One-Line Summary: A scheduled puller that hits an external HTTP API, paginates through the response, and lands raw JSON in GCS — the simplest and most common ingestion shape.
Prerequisites: Module 01.
What's the Concept?
The most common source for an agent's data is a third-party API: Stripe billing, Salesforce records, a partner's product catalog, an internal microservice that holds the source of truth. None of these are warehouses. You can't query them directly without rate-limit pain. The job is to copy their data — on a schedule that matches your freshness requirement — into bronze, where everything else can take over.
The naive version is a Python script in a cron job. The production version handles pagination, rate limits, retries, schema drift, late-arriving data, and provenance. The shape is otherwise identical.
How It Works
A batch puller's anatomy:
# Pseudo-code for a typical batch puller
def pull_orders(since: datetime) -> int:
"""Pull orders from the source API into GCS bronze."""
bucket = "myco-lake-bronze"
prefix = f"source=salesforce/entity=orders/ingestion_date={today()}"
cursor = None
page = 0
written = 0
while True:
resp = http.get(
"https://api.salesforce.com/orders",
params={"updated_since": since, "cursor": cursor, "limit": 500},
headers=auth_headers(),
timeout=30,
)
resp.raise_for_status() # let retries handle 5xx
rows = resp.json()["data"]
if not rows:
break
# Land raw — do not transform here
gcs_write_jsonl(
bucket=bucket,
path=f"{prefix}/page={page:05d}.jsonl.gz",
rows=rows,
metadata={"source_cursor": cursor, "pulled_at": now_iso()},
)
written += len(rows)
cursor = resp.json().get("next_cursor")
if not cursor:
break
page += 1
return writtenKey choices visible above:
- Land JSONL, gzipped, partitioned by
ingestion_date. Bronze is append-only; the partition key is the date of ingestion, not the date of the event (those are different and both matter). - Watermark on
updated_since. The puller pulls only what's changed since its last run, plus a small overlap window for safety. This is how you keep batch jobs cheap as the dataset grows. - Don't transform. Every transformation belongs downstream of bronze. Save the raw payload and a few
_metafields. That's it.
For GCP, the typical home for this puller is Cloud Run (HTTP service) triggered by Cloud Scheduler, or for heavier jobs, a Cloud Composer Airflow DAG. Both write to the same GCS bucket using the same path convention.
Why It Matters
- APIs are the dominant data source for SaaS-shaped businesses. Most agent stacks ingest from at least one API; many ingest from five or ten.
- Batch is "good enough" for most freshness requirements. Hourly batches give sub-hour freshness, which is fine for the vast majority of agent use cases.
- Done right, batch is cheap. A Cloud Run puller pulling 100k rows hourly costs single-digit dollars per month.
Key Technical Details
- Always pass an idempotency key when writing to GCS — the path itself is fine.
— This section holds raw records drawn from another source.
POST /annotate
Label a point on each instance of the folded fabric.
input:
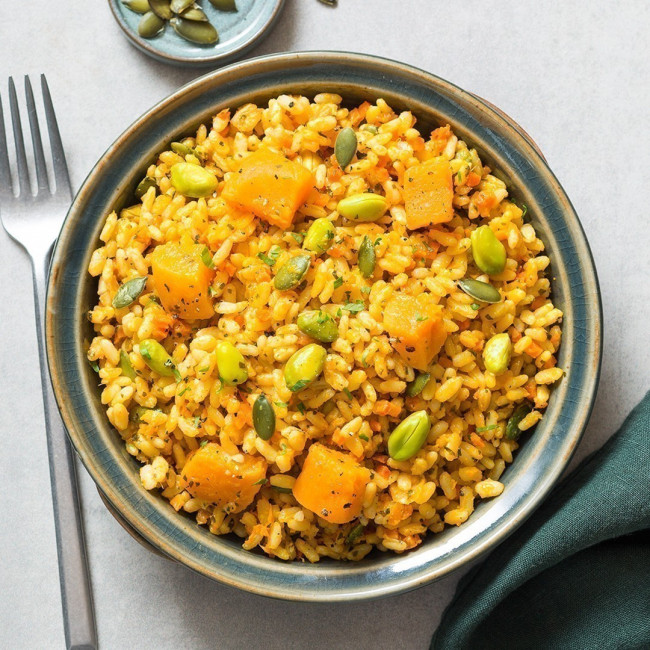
(576, 574)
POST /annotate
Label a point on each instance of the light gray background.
(575, 74)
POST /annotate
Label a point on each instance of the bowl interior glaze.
(434, 101)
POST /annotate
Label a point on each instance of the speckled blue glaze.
(541, 459)
(238, 31)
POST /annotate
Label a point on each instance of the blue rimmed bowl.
(503, 145)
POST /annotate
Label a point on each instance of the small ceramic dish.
(238, 32)
(503, 145)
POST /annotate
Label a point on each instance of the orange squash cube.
(270, 186)
(416, 325)
(428, 193)
(182, 279)
(211, 474)
(331, 484)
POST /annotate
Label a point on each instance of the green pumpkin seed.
(150, 25)
(224, 5)
(320, 236)
(497, 352)
(291, 273)
(161, 8)
(193, 180)
(202, 33)
(139, 6)
(367, 257)
(418, 384)
(129, 292)
(345, 146)
(144, 185)
(479, 290)
(362, 207)
(512, 427)
(231, 364)
(179, 6)
(125, 365)
(318, 325)
(488, 252)
(263, 418)
(408, 436)
(304, 366)
(156, 357)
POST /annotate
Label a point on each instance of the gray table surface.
(573, 73)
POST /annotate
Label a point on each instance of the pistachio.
(479, 290)
(128, 293)
(408, 436)
(193, 180)
(318, 325)
(150, 25)
(156, 357)
(512, 427)
(496, 353)
(263, 418)
(345, 146)
(202, 33)
(231, 364)
(161, 8)
(292, 272)
(362, 207)
(418, 384)
(304, 366)
(488, 252)
(320, 236)
(367, 257)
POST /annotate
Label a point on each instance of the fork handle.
(76, 595)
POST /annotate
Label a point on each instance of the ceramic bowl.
(503, 145)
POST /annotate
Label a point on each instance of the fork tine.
(21, 158)
(5, 171)
(39, 156)
(58, 157)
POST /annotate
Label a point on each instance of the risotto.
(322, 330)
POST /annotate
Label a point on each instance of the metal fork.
(33, 220)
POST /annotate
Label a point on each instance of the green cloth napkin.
(576, 574)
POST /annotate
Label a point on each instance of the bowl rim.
(148, 47)
(309, 592)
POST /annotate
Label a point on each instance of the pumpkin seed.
(479, 290)
(156, 357)
(318, 325)
(304, 366)
(320, 236)
(345, 146)
(231, 364)
(488, 252)
(150, 25)
(362, 207)
(193, 180)
(367, 257)
(291, 273)
(129, 292)
(161, 8)
(263, 417)
(139, 6)
(125, 365)
(408, 436)
(202, 33)
(418, 384)
(182, 149)
(512, 427)
(179, 6)
(194, 13)
(497, 352)
(224, 5)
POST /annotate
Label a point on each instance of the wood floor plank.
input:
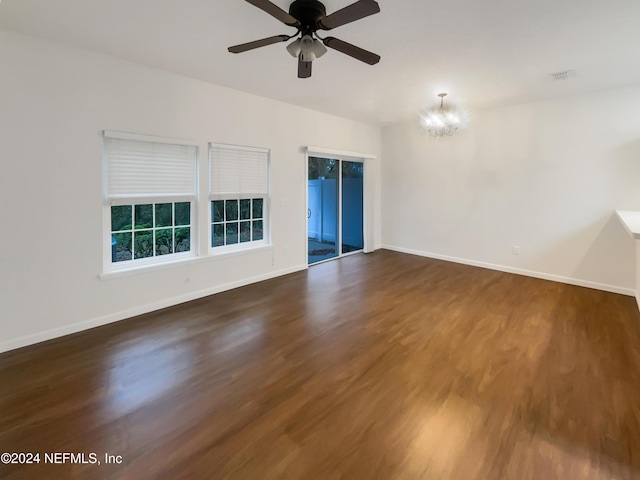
(377, 366)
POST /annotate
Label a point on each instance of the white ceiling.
(483, 52)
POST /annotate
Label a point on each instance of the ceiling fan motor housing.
(309, 13)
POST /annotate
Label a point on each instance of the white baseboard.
(123, 315)
(519, 271)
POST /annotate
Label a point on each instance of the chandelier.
(443, 120)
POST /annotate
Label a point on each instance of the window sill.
(182, 262)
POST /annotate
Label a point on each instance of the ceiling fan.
(309, 16)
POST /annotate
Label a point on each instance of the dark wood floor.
(379, 366)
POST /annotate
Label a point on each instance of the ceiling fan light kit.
(309, 16)
(443, 120)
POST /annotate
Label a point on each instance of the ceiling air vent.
(563, 75)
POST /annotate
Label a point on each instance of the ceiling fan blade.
(258, 43)
(275, 12)
(351, 50)
(351, 13)
(304, 69)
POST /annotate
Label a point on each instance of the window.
(148, 230)
(239, 191)
(150, 200)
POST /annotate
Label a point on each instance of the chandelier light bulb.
(443, 120)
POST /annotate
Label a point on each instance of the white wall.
(54, 103)
(546, 176)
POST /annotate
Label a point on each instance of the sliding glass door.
(335, 208)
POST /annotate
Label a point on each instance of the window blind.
(144, 168)
(238, 170)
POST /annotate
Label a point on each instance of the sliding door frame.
(367, 195)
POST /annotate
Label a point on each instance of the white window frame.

Re-running the same job should overwrite the same file, not create a parallel one.
- Respect rate limits with backoff (exponential, capped at ~60s). Most APIs publish a
Retry-Afterheader; honor it. - Keep watermarks in a small BigQuery table (
ingest_watermarks) or Firestore. Don't store them in environment variables — they need to survive deploys. - Standard timeout / retry budget: connect 5s, read 30s, three retries, total request budget ≤2 minutes.
Common Misconceptions
"Just full-load every time." Works at small scale; becomes infeasible at production scale. Watermarked incremental pulls are the production pattern.
"Schema validation belongs in the puller." No — validate in the bronze→silver step. The puller's job is to capture, not judge. Schema drift should produce a silver-layer alert, not a dropped record.
Connections to Other Concepts
02-event-streams-with-pub-sub.md— When batch isn't fresh enough.04-files-and-bulk-loads-into-gcs.md— The same shape for files instead of APIs.- Course
06-pipeline-orchestration/01-orchestrating-with-cloud-composer.md— Scheduling and managing the puller in production.
Further Reading
- Google Cloud, "Build a data pipeline with Cloud Run + Cloud Scheduler" tutorial.
- Singer.io spec — A common protocol for incremental API extraction, worth reading even if you don't use it.
- Fivetran / Airbyte docs — Hosted versions of this same pattern, useful for understanding the production behaviors you'll need.